Oh dear. I hear my alarm again. It’s about 5:30 a.m. on a Sunday, not quite daylight. I don’t have to be up for a couple of hours, if then. But I didn’t set my alarm. I cannot turn it off.
It isn’t a clock. It’s a metronome-repetitious chirp that sounds like a one-note squeaky hinge or size-10 bolt trying to wriggle into a size-6 nut.
It continues in its regular pattern, just until it was certain it had done its job of waking me from a sound sleep. Then it might go silent. Or go away, I don’t know which. That made it even tougher to track down.
Also, I’d hear it in spurts, as it morning-chirped for weeks at a time, and then vanish for a couple of peaceful months.
I spent hours trying to locate that “Mom, I’m running out of battery” wail of a dying cell phone, chirp of an errant smoke alarm, or even, indeed, an alarmingly rhythmic squeaky hinge.
However, for the past few weeks, the piercing sound was around much longer each morning, returned frequently during the day — and seemed to be coming directly from our fireplace chimney. Which, by the way, makes an ideal echo chamber.
We don’t use the fireplace to burn wood, or anything else for that matter. With an asthmatic husband who’s allergic to smoke, and bad memories of a house fire, our idea of a cozy evening’s diversion isn’t sitting around watching a blazing fire on the hearth.
So, whatever Chirp-Chirp is, it wasn’t going to be incinerated by our fireplace.
Maybe it knows that. Maybe that’s why it’s there.

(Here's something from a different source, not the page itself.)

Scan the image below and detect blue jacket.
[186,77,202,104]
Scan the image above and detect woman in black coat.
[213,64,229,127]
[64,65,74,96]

Finally, I narrowed the odds down to it being some sort of metallic-sounding bird.
Swell! Maybe smart-little-bird is building a nest in the flue. Then there’ll be lots more little chirp-chirps before the crack of dawn. Noooooo!
I do love living in the forest with the deer, foxes and bobcat, the turkeys and a soaring eagle. But there are hazards, such as the nearly foot-long lizard lurking in our garage. Every time we try to nudge him back onto his own turf, he slithers under the treadmill, or hides beneath the pantry shelves. Do you know how much stuff I’d have to unload before I could budge even a corner of the pantry to find the lizard?
Nope, as long as he stays in the garage, we can avoid each other. Happy bug munching, buddy. Lizard comes into the house, though, and it’s war.
Meanwhile, Chirp-Chirp keeps on playing alarm clock.
I’ve tried earplugs, which just seem to magnify the noise. Hide the head under the pillow? Funny, but I’ve really grown to love breathing.
Then, recently, I was outside listening to Chirp-Chirp chattering at me again (and again and again), when I saw friend/neighbor Galen Rathbun, who knows birds so much better than I do.
“Hear that, Galen?” I asked. He did. “Do you know what it is?” I asked.
“A bird?” he offered not-so-helpfully, with a sly grin and twinkling eyes.
“Uh, yeah, I’ve figured out that much,” I replied, a bit dryly. “But what kind of bird? It wakes me very early every morning.”
Soon, Galen conjectured our little alarm-bird is either a brown California towhee or a black phoebe. Great! We have color choices.
Then, with binocs in hand, he strode out into our meadow to track the beast and identify it for sure.
Beast wasn’t cooperating. So Galen went home, vowing to try again.
Fortunately, once a birdwatcher, always a birdwatcher, never to be thwarted in identifying the elusive avian creature. And indeed, less than an hour later, Galen had tracked down Chirp-Chirp’s heritage and sent me confirmation by email: www.allaboutbirds.org/guide/California_Towhee/id.
At least I now know for sure what’s waking me up: A towhee, an innocuous, small brown bird known for its “loud, sharp, metallic chip” of a chirp. No kidding.
But, in keeping with our close relationship for so many sleepless mornings, I think I’ll call him/her “Towhee-hee,” envisioning a mischievous little birdy that’s laughing merrily at me as I yearn wistfully for a snooze button.